3. (a) II (1°) < I (3°) < III (Allylic) < IV (Benzylic). (Based on the common stability order: Benzylic > Allylic > 3° > 2° > 1° > Methyl)
4. (c) SO₃ is electron deficient at the sulfur atom and acts as an electrophile. NH₃ and H₂O are nucleophiles (lone pairs). CN⁻ is a nucleophile.
5. (d) Glycerol has a high boiling point and decomposes before reaching it, hence purified by distillation under reduced pressure.
6. (c) Ferric ferrocyanide, Fe₄[Fe(CN)₆]₃.

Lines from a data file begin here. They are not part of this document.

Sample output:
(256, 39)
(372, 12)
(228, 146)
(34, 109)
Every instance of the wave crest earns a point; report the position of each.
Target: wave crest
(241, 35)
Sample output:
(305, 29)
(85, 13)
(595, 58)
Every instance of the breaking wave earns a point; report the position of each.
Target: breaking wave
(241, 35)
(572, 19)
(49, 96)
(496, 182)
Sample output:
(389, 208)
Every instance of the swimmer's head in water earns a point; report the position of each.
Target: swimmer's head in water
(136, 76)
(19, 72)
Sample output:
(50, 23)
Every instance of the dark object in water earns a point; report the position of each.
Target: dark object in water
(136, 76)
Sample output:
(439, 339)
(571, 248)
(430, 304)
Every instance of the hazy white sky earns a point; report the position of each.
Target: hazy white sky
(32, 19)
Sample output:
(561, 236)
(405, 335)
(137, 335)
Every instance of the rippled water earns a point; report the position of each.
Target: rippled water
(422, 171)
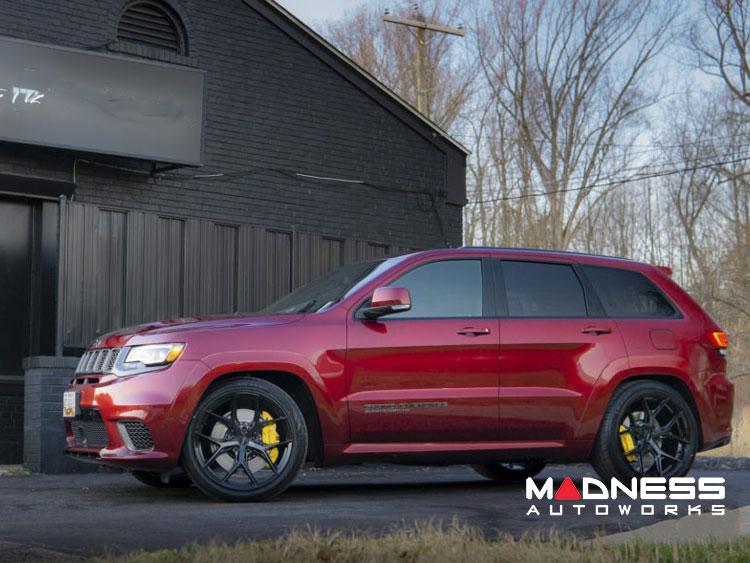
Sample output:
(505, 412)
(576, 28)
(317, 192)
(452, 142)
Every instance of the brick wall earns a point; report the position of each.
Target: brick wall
(271, 102)
(43, 430)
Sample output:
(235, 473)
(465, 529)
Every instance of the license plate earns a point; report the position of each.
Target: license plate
(70, 404)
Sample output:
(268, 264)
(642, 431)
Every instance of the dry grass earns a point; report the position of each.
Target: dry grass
(740, 444)
(434, 543)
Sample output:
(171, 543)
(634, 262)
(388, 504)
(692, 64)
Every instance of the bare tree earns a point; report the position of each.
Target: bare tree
(571, 77)
(389, 53)
(720, 41)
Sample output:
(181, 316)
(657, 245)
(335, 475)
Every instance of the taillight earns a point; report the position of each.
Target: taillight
(719, 339)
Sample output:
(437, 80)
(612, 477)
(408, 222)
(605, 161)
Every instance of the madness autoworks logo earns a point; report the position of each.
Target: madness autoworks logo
(626, 499)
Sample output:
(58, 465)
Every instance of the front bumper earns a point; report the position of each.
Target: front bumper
(160, 401)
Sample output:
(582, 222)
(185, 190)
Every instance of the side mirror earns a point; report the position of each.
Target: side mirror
(388, 300)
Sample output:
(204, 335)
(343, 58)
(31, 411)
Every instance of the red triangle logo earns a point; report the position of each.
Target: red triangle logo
(567, 491)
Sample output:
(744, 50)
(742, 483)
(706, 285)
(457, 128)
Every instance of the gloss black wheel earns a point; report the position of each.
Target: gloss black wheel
(246, 441)
(509, 472)
(648, 430)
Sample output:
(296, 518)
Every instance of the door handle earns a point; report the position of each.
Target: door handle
(471, 331)
(596, 330)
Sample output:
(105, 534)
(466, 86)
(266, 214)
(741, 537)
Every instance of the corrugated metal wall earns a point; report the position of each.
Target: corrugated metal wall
(122, 268)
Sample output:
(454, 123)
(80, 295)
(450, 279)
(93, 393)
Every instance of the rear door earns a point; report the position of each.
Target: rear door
(429, 374)
(555, 342)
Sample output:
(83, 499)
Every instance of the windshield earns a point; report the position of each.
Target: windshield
(324, 292)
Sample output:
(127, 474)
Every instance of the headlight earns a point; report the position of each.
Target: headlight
(149, 357)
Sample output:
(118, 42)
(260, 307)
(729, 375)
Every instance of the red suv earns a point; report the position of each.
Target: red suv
(503, 359)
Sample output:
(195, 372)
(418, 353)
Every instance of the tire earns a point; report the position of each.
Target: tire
(509, 472)
(177, 479)
(648, 430)
(229, 448)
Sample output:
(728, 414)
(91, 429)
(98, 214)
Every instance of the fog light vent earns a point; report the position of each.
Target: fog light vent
(137, 435)
(89, 434)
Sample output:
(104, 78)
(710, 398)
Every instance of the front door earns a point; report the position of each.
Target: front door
(429, 374)
(16, 219)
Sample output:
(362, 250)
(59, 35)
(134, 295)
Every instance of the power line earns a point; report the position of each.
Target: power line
(638, 168)
(614, 183)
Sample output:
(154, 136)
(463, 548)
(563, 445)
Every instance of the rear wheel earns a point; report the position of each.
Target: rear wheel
(246, 441)
(648, 430)
(508, 472)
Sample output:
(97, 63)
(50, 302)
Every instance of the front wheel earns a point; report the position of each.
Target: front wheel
(648, 430)
(509, 472)
(246, 441)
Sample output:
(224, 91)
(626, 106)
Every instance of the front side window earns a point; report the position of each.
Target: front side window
(536, 289)
(625, 293)
(444, 289)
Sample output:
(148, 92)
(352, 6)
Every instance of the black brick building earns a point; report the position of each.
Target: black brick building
(306, 163)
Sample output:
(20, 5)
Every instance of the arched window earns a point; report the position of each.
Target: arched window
(153, 24)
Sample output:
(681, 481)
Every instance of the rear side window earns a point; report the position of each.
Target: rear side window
(449, 288)
(536, 289)
(624, 293)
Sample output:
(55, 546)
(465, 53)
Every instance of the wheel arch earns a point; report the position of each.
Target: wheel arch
(679, 385)
(605, 390)
(297, 389)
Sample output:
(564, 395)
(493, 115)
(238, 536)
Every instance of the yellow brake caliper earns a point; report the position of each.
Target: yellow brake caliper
(270, 436)
(625, 439)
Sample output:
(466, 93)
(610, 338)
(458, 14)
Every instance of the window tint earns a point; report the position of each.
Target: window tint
(450, 288)
(628, 294)
(534, 289)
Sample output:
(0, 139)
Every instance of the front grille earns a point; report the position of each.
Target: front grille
(89, 433)
(101, 360)
(140, 437)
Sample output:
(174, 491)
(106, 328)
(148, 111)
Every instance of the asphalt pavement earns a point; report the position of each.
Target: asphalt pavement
(92, 513)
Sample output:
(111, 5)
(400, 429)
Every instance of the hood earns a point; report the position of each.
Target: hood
(162, 329)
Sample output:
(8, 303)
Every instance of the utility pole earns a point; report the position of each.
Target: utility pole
(420, 33)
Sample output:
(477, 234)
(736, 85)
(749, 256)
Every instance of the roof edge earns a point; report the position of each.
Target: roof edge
(322, 41)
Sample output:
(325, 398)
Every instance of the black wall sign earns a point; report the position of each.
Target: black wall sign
(101, 103)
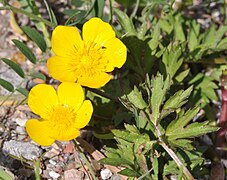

7. (b) Displacement of σ electrons along a carbon chain due to electronegativity differences.
8. (c) Overlap of σ electrons of C-H bond with adjacent empty or partially filled p-orbital or π-orbital.
9. (c) Kjeldahl's method fails for nitro compounds.
10. (a) Longest chain including CHO group is 6 carbons (hexanal). Numbering starts from CHO (C1). Substituents: -OH at C5 (Hydroxy), two -CH₃ at C2 (dimethyl). So, 5-Hydroxy-2,2-dimethylhexanal.

Remember to thoroughly revise these concepts and practice problems from the NCERT textbook and Exemplar book. Good luck with your preparation!